Daniel serves as PI for the RMC portion of several studies involving collaborations with researchers from other states, including the long-running ADARE group which typically involves projects with five to seven state partners each conducting analysis for their own state to a common specification. The latest incarnation of this partnership is a 7-state study of Unemployment Insurance and SNAP as components of the safety net. He is also PI on the RMC portion, involving mostly the statistical and analytical work, of the Texas Child Care Market Rate Survey, a study with Drs. Monica Faulkner and Jim Schwab of the UT School of Social Work that is now in its tenth year. He has also recently worked with these same partners on similar topics including Texas Child Care Workforce Survey and a Higher Education Capacity Survey.

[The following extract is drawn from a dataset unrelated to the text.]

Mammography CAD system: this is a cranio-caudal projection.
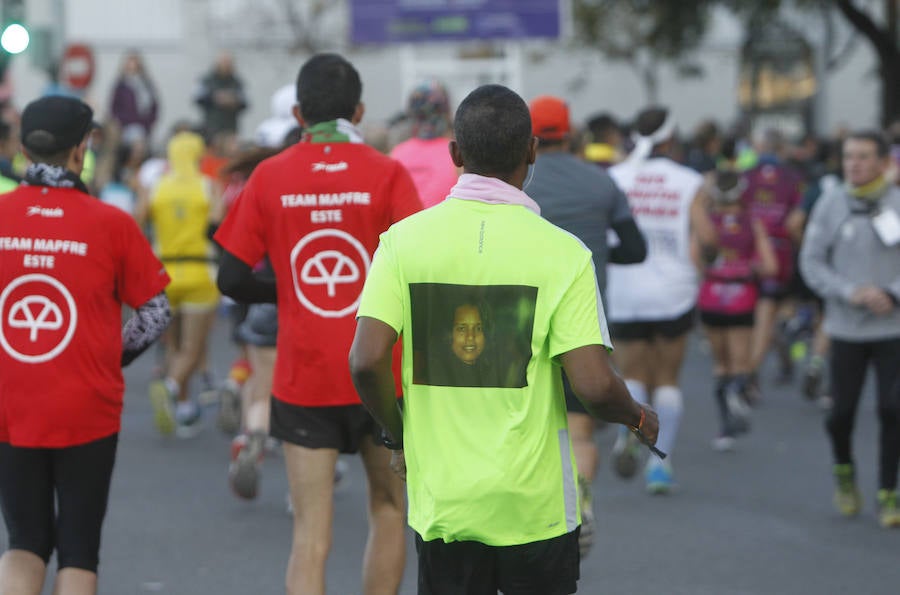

In addition to leading studies, Dr. Schroeder’s responsibilities include study design, analysis planning, and statistical interpretation for other Ray Marshall Center projects and collaborations, including a Child Care Needs Assessment, the Workforce Data Quality Initiative, and Local Investments in Workforce Development. Much of his recent work has focused on using statistical matching techniques to select quasi-experimental comparison groups in studies for which an experimental design may not be feasible. He has applied these techniques in numerous studies, including most recently estimating the impact of Non-Custodial Parent (NCP) Choices program, a highly successful program mandating workforce development services for low-income NCPs who are unable to keep up with their child support payments. He also has ongoing studies using probabilistic matching of administrative records to study Misreporting Takeup of SNAP in Surveys, after having used similar techniques in the administrative data portion of the 3-City Study of Low Income Populations.
Dr. Schroeder also has extensive experience evaluating programs for the poor, including the Achieving Change for Texans Waiver, examining the impacts of Texas’ package of welfare-reform initiatives; Unemployment Insurance as a Safety Net for former TANF Recipients, a collaboration with Dr. Chris O’Leary of the Upjohn Institute for Employment Research; a study of outcomes for TANF leavers and divertees; and several studies of the child support system, looking at the interplay between earnings of absent parents and the welfare dynamics of their former families.
Dr. Schroeder received his Ph.D. from the University of Texas at Austin, with a major in Social Psychology and a minor concentration in Statistics.